The first tomb actually has nothing to do with Edward II, but it is of great interest for the project as it is a ‘lost tomb’ of an English monarch. The sister of King Alfred the Great died in Pavia, en route to Rome. The passage in the Anglo-Saxon Chronicles reads:

888. Here Ealdorman Beocca and Queen Aethelswith, who was King Alfred’s sister, took the alms of the West Saxons and of King Alfred to Rome; and she passed away, and her body lies at Pavia. 

No one knows where she was buried, and the only clue is the name of a crypt made in the Dark Ages: ‘San Giovanni in Domnarum’, where ‘Domnarum’ means ‘of the ladies’. This rather enticing name derives from the fact that the church was founded by an ancient Lombard Queen in the 7th century, and the baptistry of this church was dedicated to women alone, a kind of female religious enclave.
Nothing really solid to go by, but our only clue to where Aethelswith may lie: in the church dedicated to ladies.

A photograph of the crypt.
tomba1

La prima tomba non ha niente a che fare con Edoardo II, ma è di grande interesse per il progetto in quanto è una “tomba perduta” di un monarca inglese. La sorella del Re Alfredo il Grande morì a Pavia, mentre andava a Roma. Le cronache anglo-sassoni dicono:

888. Here Ealdorman Beocca and Queen Aethelswith, who was King Alfred’s sister, took the alms of the West Saxons and of King Alfred to Rome; and she passed away, and her body lies at Pavia. 

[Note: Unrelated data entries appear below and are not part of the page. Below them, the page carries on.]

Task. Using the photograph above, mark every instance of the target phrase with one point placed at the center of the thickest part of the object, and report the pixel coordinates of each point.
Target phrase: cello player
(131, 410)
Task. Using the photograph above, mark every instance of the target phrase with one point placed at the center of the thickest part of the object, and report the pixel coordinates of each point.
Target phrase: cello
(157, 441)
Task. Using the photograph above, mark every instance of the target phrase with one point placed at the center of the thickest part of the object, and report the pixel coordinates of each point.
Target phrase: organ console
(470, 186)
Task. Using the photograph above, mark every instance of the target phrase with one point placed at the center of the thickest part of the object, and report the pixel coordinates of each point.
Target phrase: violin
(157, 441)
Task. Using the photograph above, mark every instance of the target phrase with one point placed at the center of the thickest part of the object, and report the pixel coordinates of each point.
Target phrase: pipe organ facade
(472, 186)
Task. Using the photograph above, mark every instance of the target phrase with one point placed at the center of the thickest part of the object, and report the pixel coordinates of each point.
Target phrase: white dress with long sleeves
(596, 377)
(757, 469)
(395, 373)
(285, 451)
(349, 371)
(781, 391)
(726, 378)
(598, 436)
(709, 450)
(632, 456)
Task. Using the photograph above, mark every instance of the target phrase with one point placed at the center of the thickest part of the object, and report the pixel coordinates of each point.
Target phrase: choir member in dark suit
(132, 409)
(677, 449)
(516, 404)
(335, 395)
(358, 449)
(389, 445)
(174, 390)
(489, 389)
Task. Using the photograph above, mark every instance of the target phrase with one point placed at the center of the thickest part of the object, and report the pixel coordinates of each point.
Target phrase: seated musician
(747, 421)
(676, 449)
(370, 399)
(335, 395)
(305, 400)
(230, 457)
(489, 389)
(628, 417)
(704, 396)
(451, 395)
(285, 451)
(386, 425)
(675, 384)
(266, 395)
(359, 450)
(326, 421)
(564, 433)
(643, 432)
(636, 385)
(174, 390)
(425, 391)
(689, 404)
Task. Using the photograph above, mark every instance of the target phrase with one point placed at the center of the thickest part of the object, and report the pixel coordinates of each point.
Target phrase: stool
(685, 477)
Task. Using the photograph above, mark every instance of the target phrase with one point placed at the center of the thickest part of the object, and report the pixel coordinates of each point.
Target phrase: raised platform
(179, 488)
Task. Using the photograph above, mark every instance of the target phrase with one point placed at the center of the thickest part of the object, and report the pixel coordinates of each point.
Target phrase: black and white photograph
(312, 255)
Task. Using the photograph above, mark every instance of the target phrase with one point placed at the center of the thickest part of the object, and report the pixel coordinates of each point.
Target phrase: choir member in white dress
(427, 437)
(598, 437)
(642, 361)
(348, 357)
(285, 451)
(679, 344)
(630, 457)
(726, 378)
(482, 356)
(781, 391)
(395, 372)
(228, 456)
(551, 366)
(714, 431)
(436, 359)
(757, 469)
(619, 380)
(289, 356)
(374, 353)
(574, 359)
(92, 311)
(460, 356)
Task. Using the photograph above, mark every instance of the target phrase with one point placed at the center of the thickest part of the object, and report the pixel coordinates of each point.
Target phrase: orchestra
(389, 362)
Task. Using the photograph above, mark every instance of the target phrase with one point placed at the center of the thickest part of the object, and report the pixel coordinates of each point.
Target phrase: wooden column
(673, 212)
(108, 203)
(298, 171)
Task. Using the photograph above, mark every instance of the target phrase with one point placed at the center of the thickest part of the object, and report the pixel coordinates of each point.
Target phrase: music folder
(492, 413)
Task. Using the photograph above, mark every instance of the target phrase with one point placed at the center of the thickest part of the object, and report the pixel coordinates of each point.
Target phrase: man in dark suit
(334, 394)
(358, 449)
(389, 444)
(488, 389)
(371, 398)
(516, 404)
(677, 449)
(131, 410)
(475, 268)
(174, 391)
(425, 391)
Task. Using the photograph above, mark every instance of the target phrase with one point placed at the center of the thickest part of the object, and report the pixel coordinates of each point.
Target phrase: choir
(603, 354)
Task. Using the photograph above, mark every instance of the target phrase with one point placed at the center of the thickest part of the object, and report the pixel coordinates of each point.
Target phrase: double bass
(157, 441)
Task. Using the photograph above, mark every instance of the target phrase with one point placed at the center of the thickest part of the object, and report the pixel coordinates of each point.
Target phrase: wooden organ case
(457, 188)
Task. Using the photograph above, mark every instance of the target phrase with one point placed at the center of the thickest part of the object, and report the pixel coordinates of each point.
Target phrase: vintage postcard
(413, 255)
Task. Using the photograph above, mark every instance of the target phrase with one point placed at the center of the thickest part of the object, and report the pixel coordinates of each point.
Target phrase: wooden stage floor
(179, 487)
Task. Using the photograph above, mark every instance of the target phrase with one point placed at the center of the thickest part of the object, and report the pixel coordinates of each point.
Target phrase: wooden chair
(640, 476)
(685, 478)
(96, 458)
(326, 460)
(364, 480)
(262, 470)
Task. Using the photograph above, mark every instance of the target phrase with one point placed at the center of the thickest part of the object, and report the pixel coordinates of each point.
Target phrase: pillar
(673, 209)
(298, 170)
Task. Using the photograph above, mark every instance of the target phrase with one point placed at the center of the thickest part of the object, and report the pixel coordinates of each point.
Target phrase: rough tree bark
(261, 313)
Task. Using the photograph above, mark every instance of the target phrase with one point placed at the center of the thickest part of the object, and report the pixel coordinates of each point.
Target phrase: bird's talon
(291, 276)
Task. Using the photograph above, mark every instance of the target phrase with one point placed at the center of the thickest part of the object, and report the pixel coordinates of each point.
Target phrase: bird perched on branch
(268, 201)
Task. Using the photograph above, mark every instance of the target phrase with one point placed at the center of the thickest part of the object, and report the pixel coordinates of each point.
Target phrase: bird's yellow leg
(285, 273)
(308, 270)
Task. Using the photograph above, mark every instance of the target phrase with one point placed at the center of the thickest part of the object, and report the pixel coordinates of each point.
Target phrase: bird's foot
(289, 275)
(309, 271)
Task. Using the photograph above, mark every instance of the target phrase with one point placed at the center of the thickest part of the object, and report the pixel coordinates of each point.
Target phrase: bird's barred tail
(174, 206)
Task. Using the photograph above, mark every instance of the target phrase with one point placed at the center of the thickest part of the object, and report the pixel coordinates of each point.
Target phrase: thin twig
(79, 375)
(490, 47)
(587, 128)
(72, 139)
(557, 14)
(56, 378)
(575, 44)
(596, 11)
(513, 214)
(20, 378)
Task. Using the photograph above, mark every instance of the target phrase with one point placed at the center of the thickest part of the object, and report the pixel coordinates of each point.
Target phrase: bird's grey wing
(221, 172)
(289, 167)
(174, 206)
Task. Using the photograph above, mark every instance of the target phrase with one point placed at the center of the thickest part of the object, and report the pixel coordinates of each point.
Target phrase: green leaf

Nessuno sa dove fu sepolta e l’unico indizio è il nome di una cripta costruita nel Medioevo: “San Giovanni in Domnarum”, dove “Domnarum” significa “delle signore”. Questo nome piuttosto intrigante deriva dal fatto che la chiesa fu fondata da un’antica regina lombarda del VII secolo, e il battistero di questa chiesa fu dedicato alle sole donne, una sorta di enclave religiosa per donne. Niente di solido su cui lavorare per noi, ma comunque è l’unico indizio su dove potrebbe riposare Aethelswith: nella chiesa dedicata alle donne.